Nie moim celem jest ganić Polaków za współpracę z Niemcami, aczkolwiek utrzymanie
dobrych stosunków z Rosją, chociażby ze względów gospodarczych jest jak najbardziej
w Polskich interesie.
Krytykując
Polskę za zaangażowanie w Iraku i Afganistanie, być może naiwnie uważam Polskę
za niepodległy kraj. Być może, że Polska dzisiejsza usilnie się stara być
wasalem Ameryki, spodziewając się, że Stany Zjednoczone będą jej bronić przed
zakusami Putina. Dwadzieścia lat temu rozmawiając z przedstawicielem polskiego Ministerstwa
Spraw Zagranicznych, wspomniałem o konieczności dobrych stosunków z Rosją. Już
wtedy uważałem, że Rosja nie zamierza włączyć Polski do swoich planów podbicia
i okupacji. Polska ma tą specyficzną cechę, że jest za słaba, aby się agresji
rosyjskiej oprzeć, ale za duża, aby agresor ją strawił, czyli zrusyfikował. Rosjanie
to chyba rozumieją. Pamiętają na pewno polskie antyrosyjskie powstania w 18-tym i 19-tym wieku, wojnę antybolszewicką z roku
1920 i ostatni zryw Solidarności, który zapoczątkował rozpad ZSSR. Co innego
jest z Ukrainą. Wygląda na to, że Rosja Ukrainie nie popuści, a NATO i Ameryka
pozostanie przy obietnicach, gdyż zagrożenie dla amerykańskich interesów jest
gdzie indziej, przede wszystkim na Bliskim Wschodzie, gdzie kluczowym elementem
jest kontrola nad ropą naftową i na Pacyfiku i Morzu Chńskim, gdzie Chiny
starają wyprzeć Amerykę i przejąć
wiodąca rolę hegemona.
Dwa rożne punkty
widzenia na konflikty na Bliskim Wschodzie.
Opinie jak poniżej, są raczej kontrawersyjne i nie
znajdują miejsca w głównym nurcie amerykańskiej prasy i TV, które to media
trzymają społeczeństwo amerykańskie w błogiej ignorancji.
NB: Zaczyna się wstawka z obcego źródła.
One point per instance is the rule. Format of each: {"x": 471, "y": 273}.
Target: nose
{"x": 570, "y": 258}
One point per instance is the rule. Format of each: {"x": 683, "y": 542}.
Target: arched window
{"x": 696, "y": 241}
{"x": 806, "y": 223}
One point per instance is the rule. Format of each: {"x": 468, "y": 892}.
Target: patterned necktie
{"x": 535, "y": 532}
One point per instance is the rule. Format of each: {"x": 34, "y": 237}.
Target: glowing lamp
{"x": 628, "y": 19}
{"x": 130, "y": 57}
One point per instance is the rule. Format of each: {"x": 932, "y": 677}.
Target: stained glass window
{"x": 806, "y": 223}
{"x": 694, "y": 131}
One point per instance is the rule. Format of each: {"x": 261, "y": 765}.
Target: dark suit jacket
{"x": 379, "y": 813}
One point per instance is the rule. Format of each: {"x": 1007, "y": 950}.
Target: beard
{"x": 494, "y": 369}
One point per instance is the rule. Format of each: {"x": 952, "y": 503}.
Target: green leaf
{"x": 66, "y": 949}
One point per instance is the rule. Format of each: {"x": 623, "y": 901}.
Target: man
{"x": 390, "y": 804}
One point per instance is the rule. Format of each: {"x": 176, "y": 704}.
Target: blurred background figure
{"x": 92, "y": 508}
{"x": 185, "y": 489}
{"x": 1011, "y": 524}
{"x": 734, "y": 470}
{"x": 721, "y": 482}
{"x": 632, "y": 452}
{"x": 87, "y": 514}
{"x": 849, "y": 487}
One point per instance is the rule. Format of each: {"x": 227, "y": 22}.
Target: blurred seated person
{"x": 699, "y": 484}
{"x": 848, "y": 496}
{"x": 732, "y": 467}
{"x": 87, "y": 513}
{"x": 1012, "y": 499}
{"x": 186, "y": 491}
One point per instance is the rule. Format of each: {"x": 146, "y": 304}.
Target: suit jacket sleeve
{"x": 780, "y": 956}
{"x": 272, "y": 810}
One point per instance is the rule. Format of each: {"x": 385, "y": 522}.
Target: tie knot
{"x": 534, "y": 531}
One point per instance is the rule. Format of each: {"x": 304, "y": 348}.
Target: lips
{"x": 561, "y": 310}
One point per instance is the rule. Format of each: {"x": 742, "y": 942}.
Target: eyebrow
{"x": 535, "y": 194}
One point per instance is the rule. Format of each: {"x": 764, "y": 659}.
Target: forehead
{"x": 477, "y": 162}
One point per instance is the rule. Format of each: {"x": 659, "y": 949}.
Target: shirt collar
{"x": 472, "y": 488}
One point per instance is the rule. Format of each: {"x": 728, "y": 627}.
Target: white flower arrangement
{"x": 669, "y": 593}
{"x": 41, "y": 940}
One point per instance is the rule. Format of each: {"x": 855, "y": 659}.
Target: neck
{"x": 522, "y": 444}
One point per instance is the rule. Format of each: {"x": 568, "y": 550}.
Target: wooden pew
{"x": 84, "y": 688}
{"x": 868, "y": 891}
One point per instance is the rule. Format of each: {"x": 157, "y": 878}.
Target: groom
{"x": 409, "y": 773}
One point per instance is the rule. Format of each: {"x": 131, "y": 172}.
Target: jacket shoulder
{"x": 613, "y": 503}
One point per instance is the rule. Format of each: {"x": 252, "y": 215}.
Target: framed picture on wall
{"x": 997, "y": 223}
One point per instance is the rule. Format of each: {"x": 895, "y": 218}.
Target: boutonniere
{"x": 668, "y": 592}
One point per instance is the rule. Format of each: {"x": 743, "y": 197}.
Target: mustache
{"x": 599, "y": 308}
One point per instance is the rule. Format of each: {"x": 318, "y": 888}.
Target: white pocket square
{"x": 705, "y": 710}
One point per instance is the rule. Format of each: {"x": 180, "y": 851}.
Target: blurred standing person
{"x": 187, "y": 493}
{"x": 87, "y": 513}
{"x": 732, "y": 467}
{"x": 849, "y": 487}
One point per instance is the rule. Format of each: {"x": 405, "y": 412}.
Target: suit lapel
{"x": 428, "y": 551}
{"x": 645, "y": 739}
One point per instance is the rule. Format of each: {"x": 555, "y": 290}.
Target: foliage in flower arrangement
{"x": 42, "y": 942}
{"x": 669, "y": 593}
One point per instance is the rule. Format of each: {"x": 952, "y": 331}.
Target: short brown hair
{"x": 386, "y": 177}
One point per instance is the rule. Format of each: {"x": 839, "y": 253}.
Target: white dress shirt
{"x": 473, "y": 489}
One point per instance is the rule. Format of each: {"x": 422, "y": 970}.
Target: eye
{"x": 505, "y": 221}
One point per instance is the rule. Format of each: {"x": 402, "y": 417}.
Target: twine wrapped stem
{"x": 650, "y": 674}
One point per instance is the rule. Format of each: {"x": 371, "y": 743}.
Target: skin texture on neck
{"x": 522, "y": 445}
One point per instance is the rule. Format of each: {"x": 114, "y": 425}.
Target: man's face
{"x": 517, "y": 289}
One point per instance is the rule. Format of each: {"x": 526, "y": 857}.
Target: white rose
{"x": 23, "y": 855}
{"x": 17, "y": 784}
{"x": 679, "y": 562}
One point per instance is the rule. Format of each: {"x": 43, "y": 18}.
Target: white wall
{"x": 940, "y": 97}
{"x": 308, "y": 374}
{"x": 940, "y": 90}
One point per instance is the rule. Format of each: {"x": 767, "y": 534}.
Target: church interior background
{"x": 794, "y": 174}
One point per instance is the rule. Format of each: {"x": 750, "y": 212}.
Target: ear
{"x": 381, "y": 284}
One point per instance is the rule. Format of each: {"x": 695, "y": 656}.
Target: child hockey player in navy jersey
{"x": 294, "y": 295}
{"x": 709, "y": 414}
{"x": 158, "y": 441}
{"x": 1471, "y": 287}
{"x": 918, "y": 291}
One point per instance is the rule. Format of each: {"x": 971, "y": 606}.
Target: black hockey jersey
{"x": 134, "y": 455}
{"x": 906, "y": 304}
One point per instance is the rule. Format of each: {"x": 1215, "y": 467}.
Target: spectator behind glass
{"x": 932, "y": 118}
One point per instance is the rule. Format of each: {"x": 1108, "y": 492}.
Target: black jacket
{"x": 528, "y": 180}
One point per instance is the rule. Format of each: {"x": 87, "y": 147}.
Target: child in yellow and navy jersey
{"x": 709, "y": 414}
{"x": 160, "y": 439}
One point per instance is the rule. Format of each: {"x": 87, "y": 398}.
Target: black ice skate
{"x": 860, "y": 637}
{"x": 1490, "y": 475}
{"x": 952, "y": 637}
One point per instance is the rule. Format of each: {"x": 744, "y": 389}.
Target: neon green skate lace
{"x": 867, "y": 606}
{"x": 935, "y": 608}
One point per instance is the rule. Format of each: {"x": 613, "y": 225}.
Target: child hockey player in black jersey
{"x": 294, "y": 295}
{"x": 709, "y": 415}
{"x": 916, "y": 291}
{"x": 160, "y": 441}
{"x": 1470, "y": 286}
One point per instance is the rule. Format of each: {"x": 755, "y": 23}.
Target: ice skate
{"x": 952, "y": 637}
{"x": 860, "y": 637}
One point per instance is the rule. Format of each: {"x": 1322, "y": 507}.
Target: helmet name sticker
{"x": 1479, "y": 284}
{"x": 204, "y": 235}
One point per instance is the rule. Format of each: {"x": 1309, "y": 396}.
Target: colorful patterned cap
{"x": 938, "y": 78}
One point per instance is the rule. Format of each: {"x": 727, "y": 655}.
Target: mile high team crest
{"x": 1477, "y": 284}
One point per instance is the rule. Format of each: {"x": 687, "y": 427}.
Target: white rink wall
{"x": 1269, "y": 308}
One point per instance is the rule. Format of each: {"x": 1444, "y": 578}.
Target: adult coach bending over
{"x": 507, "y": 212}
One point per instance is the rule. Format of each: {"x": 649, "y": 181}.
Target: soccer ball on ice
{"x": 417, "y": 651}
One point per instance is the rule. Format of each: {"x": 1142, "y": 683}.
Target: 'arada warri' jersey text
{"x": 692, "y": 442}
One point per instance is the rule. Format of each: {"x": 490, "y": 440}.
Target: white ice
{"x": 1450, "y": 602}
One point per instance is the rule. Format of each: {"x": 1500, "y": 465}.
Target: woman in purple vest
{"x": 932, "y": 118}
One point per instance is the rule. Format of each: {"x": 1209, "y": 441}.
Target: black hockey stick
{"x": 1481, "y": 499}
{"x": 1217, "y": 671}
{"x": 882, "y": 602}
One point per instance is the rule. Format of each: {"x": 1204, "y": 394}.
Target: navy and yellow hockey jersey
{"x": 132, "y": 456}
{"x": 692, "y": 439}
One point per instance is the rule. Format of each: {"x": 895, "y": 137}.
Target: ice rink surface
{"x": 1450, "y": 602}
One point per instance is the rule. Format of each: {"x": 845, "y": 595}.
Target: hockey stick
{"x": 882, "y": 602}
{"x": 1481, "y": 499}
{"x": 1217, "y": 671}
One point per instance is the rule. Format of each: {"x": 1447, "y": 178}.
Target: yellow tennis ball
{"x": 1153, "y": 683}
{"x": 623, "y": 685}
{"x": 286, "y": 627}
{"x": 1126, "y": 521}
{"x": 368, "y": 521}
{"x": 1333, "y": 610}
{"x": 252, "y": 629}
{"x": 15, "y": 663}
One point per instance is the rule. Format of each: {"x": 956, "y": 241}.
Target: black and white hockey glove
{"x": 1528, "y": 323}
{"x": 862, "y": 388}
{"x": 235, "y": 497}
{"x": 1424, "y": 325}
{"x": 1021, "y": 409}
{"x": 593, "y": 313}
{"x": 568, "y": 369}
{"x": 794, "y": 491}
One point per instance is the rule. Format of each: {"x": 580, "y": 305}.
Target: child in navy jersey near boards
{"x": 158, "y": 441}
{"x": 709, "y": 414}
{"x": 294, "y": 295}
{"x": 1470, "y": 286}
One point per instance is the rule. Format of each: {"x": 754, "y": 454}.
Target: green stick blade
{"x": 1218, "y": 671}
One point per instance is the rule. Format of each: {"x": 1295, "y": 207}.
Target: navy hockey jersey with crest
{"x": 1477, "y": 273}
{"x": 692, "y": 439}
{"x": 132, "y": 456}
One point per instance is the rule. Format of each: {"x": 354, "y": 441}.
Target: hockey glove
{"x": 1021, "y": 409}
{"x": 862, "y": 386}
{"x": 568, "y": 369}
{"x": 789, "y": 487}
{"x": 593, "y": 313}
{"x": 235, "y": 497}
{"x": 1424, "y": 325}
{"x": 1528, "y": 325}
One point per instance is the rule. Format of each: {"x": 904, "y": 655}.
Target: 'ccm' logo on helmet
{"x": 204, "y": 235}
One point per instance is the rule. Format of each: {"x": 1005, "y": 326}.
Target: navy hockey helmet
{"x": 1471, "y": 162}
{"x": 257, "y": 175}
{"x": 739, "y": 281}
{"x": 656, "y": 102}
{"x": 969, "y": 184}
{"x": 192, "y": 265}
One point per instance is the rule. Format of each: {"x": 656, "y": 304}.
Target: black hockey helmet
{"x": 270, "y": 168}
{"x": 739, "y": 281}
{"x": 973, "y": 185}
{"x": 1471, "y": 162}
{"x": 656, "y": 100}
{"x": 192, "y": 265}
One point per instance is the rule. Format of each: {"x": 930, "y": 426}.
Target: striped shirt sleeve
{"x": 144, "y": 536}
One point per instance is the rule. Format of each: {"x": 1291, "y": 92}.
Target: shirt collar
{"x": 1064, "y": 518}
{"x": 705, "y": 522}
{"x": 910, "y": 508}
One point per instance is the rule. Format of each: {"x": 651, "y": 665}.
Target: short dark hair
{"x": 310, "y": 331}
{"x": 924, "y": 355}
Tu i ówdzie można
jednak przeczytać tego rodzaju teorie na Internecie.
A. Wedle
jednej teorii, na Bliskim Wschodzie Ameryce chodzi o ropę naftową i jej cenę, którą
kontrolują Amerykanie. Ma to też związek z rolą dolara, jako waluty rezerwowej,
jako, że ropa naftowa jest wyceniania w dolarach. Waluta rezerwowa ma tą
olbrzymią zaletę, że można ją „drukować” bez wywołania inflacji. Wydrukowane nadwyżki w formie obligacji
pożyczkowych kupują kraje zamorskie i obywatele Sanów Zjednoczonych, jako namiastkę
złota. Jeśli Ameryka odda Bliski Wschód mahometańskim
rebeliantom, to znaczy, że straci kontrolę nad ceną ropy naftowej z tych krajów.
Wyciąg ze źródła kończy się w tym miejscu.